Environment: HDFS, YARN, PIG, HIVE, SPARK, Tez, Cloudera Manager, Hadoop, Zookeeper
Confidential
Support Hadoop Administrator
Responsibilities :
- Experience in managing scalable Hadoop cluster environments.
- Involved in managing, administering and monitoring clusters in Hadoop Infrastructure.
- Diligently teaming with the infrastructure, network, database, application and business intelligence teams to guarantee high data quality and availability.
- Collaborating with application teams to install operating system and Hadoop updates, patches, version upgrades when required.
- Experience in HDFS maintenance and administration.
- Managing nodes on Hadoop cluster connectivity and security.
- Experience in commissioning and decommissioning of nodes from cluster.
- Experience in NameNode HA implementation.
- Working with data delivery teams to setup new Hadoop users.
- Installed Oozie workflow engine to run multiple MapReduce, Hive and pig jobs.
- Configured Metastore for Hadoop ecosystem and management tools.
- Hands-on experience in Nagios and Ganglia monitoring tools.
- Experience in HDFS data storage and support for running Map Reduce jobs.
- Performing tuning and troubleshooting of MR jobs by analyzing and reviewing Hadoop log files.
- Installing and configuring Hadoop eco system like Sqoop, Pig, Flume, and Hive.
- Maintaining and monitoring clusters. Loaded data into the cluster from dynamically generated files using Flume and from relational database management systems using Sqoop.
- Experience in using DistCp to migrate data between and across the clusters.
- Installed and configured Zookeeper.
- Hands on experience in analyzing Log files for Hadoop eco system services.
- Coordinate root cause analysis efforts to minimize future system issues.
- Troubleshooting of hardware issues and closely worked with various vendors for Hardware/OS and Hadoop issues.
Environment: Cloudera4.2, Hive, Pig, Sqoop, HBase, Tableau, Micro strategy, Shell Scripting, RedHat Linux.
Confidential
System Administrator
Responsibilities:
- Installing and maintaining the Linux servers
- Responsible for managing Redhat Linux Servers and Workstations.
- Create, modify, disable, delete UNIX user accounts and Email accounts as per FGI standard process.
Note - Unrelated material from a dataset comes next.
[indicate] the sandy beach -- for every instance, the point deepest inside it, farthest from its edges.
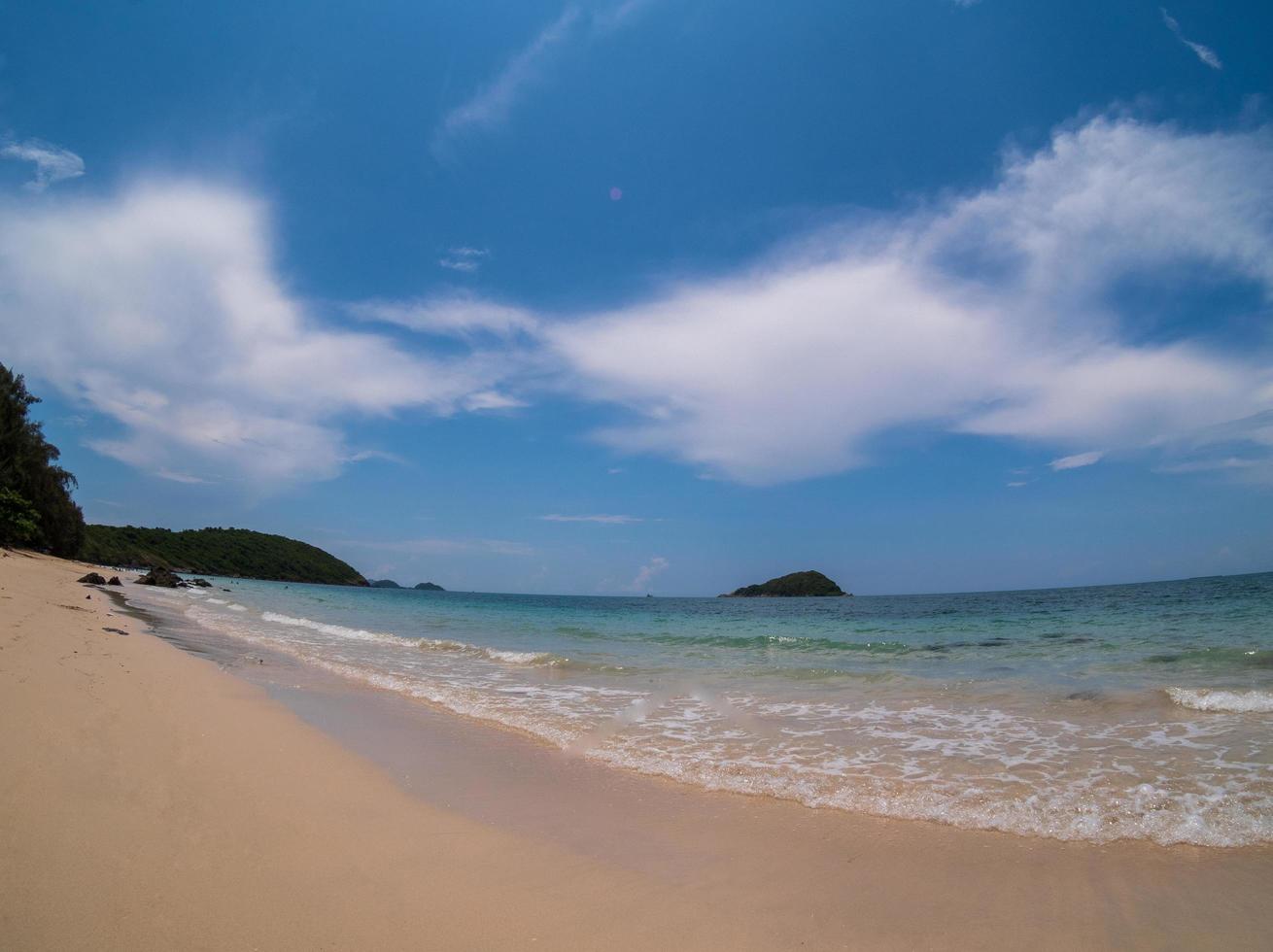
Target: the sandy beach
(152, 799)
- Installing local area networks (LANs), wide area networks (WANs), network segments, intranets, and also gave support.
- Quickly arrange repair for hardware in occasion of hardware failure.
- Patch management, Patch updates on quarterly basis.
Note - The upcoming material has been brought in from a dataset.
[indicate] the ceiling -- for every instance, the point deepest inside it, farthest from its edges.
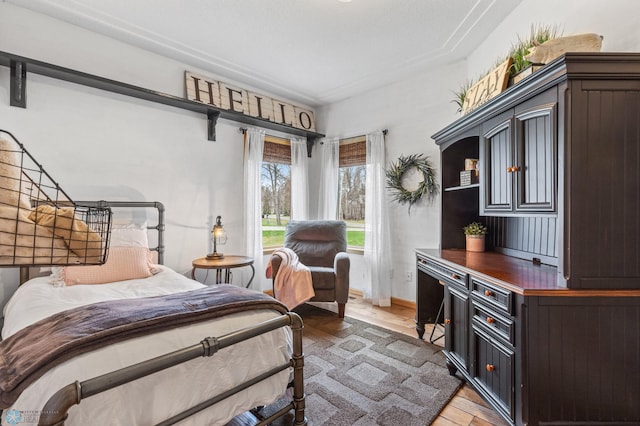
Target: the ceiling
(313, 52)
- Setup securities for users and groups and firewall intrusion detection systems
- Add, delete and Modify UNIX groups using the standards processes and resetting user passwords, Lock/Unlock user accounts.
- Effective management of hosts, auto mount maps in NIS, DNS and Nagios.
- Monitoring System Metrics and logs for any problems.
- Security Management, providing/restricting login and Sudo access on business specific and Infrastructure servers & workstations.
- Running Crontab to back up data and troubleshooting Hardware/OS issues.
- Involved in Adding, removing, or updating user account information, resetting passwords etc.
- Maintaining the RDBMS server and Authentication to required users for databases
- Handling and debugging Escalations from L1 Team.
- Took Backup at regular intervals and planned with a good disaster recovery plan.
- Correspondence with Customer, to suggest changes and configuration for their servers.
- Maintained server, network, and support documentation including application diagrams.
Environment: Oracle, Shell, PL/SQL, DNS, TCP/IP, Apache Tomcat, HTML and UNIX/Linux.